Next, we studied the dinucleotide distribution around splice junctions. With the same window length and step size as the plots of NOScore, we depicted dinucleotide profiles (Supplementary Figures S12–S13) and noticed some peculiarities of frequency distribution in splice junction region. However, by using IDQD model, we found that the dinucleotide information alone only gives an auROC of 0.53 for nucleosome positioning sequences prediction (Figure 5), much lower than that given by combination information of all k-mers (k = 1, 2, …, 6). These results indicate that apart from AT content and dinucleotide composition, the oligomer (k > 2) information is also important for understanding the pattern of nucleosome organization observed in exon and intron regions. As an illustration, we listed the top tri-, tetra-, penta- and hexamers (ranked by one-side P-values from the Mann–Whitney’s U test) which provide significant contributions to nucleosome positioning around splice junctions in the human genome (Supplementary Table S2).
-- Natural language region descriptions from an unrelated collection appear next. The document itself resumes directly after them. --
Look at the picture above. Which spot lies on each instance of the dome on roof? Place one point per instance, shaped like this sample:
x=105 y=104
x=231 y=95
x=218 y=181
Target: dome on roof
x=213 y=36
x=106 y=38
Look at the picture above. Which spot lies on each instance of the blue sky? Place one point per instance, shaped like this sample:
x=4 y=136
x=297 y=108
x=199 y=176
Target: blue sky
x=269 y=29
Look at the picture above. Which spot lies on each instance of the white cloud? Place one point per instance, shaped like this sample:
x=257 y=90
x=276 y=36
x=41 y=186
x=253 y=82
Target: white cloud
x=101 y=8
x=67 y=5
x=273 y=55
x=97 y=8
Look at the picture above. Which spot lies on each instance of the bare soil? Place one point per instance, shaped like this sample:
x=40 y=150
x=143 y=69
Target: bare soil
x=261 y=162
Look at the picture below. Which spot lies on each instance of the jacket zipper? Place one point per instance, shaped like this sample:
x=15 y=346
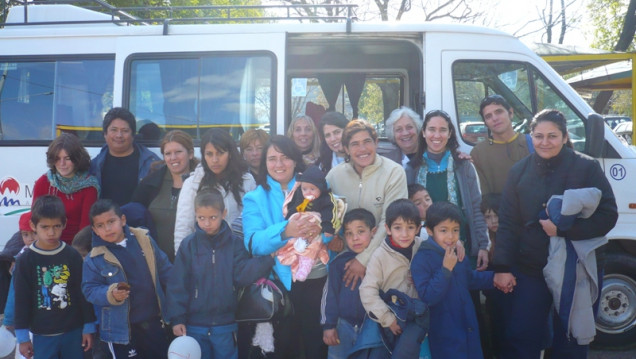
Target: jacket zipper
x=128 y=309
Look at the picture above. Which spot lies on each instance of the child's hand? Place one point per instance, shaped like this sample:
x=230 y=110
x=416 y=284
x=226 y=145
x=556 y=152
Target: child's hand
x=121 y=294
x=461 y=251
x=395 y=328
x=26 y=349
x=450 y=259
x=330 y=337
x=336 y=244
x=87 y=341
x=179 y=330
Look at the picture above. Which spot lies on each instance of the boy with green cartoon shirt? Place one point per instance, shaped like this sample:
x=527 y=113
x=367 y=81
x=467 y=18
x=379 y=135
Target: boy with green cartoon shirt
x=125 y=276
x=48 y=296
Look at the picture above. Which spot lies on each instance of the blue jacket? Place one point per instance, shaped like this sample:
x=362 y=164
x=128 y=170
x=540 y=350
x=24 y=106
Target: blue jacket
x=207 y=270
x=454 y=332
x=339 y=301
x=264 y=224
x=146 y=158
x=102 y=272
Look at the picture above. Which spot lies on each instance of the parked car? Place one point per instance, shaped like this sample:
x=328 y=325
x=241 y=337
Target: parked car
x=624 y=131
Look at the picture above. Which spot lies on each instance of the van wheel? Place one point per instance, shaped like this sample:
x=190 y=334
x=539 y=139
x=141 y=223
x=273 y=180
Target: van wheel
x=616 y=319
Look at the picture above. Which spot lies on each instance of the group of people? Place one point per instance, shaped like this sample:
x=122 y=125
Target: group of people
x=395 y=270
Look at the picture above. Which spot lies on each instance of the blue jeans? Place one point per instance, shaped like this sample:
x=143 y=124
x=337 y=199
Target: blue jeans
x=525 y=314
x=347 y=334
x=64 y=346
x=216 y=342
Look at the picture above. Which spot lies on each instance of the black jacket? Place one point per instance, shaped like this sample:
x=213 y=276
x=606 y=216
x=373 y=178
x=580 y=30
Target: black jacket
x=149 y=187
x=207 y=272
x=521 y=241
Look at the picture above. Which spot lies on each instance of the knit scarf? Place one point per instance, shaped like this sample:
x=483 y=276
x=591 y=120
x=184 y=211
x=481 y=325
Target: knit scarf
x=445 y=165
x=71 y=185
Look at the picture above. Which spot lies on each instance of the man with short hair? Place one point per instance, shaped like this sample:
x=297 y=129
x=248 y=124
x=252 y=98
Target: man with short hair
x=494 y=157
x=121 y=163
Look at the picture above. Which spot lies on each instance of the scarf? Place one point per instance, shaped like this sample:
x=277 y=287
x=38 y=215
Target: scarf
x=445 y=165
x=71 y=185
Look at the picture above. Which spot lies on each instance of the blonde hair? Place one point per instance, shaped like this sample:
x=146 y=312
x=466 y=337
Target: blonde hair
x=314 y=153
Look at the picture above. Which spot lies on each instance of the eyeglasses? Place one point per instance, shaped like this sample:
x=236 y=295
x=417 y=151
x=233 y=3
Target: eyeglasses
x=434 y=113
x=492 y=99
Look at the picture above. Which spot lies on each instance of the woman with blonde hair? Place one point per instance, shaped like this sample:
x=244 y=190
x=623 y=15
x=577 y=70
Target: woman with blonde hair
x=302 y=130
x=159 y=190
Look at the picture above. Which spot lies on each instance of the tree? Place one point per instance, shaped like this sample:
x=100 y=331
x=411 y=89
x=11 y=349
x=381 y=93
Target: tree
x=615 y=24
x=550 y=19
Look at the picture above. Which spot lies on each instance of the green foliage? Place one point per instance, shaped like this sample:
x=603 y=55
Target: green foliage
x=191 y=13
x=621 y=103
x=608 y=17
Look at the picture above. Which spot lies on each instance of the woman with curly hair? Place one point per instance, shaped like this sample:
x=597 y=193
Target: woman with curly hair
x=159 y=190
x=221 y=168
x=303 y=132
x=438 y=167
x=68 y=179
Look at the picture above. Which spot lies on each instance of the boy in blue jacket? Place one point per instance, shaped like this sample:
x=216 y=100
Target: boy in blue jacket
x=342 y=314
x=125 y=275
x=444 y=283
x=210 y=264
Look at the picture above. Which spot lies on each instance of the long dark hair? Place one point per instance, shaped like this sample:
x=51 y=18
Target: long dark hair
x=452 y=144
x=232 y=177
x=334 y=119
x=74 y=149
x=284 y=145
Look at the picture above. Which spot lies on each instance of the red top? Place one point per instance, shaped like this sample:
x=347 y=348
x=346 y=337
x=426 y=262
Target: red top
x=77 y=205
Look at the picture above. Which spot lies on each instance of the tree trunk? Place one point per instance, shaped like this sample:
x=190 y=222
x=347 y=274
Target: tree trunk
x=563 y=23
x=626 y=38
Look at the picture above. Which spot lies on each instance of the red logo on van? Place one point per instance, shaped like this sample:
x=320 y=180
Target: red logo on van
x=9 y=184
In this section, the validity of the definition of RNA FDE ratio was evaluated. Recently, Watts et al. (33) reported the structure of an entire HIV-1 RNA genome using SHAPE experiment, and suggested that SHAPE reactivities are indicative of local nucleotide flexibility and disorder (34,35). Regions with median reactivities below 0.25 indicate domains with substantial base-paired secondary RNA structure, whereas median SHAPE reactivities of 0.5 and greater indicate regions of largely unstructured nucleotides. So, high median reactivity means relatively flexible while low median reactivity means relatively rigid (33). Since FDE is defined in a region spanning ~150-bp, we observe the SHAPE reactivities in a 150-bp sliding window with a 10-bp offset. If the number of nucleotides with SHAPE reactivities <0.25 (>0.5) is larger than 60 and that with SHAPE reactivities >0.5 (<0.25) is smaller than 40, then the 150-bp long sequence is classified into the rigid (flexible) group of low (high) median SHAPE reactivity (MSR). There are 84 samples belong to low MSR group and 76 samples to the high MSR group in the HIV-1 RNA genome. We studied if the low/high MSR classifications are consistent with those given by FDE. By calculating FDE for each sample, we differentiated the low and high MSRs (rigid and flexible sequences) and obtained an ROC curve with the auROC of 0.88, Figure 6, indicating the reasonability of our definition of FDE. The connection between FDE and SHAPE reactivity is understandable since the latter can be converted to RNA free-energy change terms that constrain the thermodynamic folding algorithm.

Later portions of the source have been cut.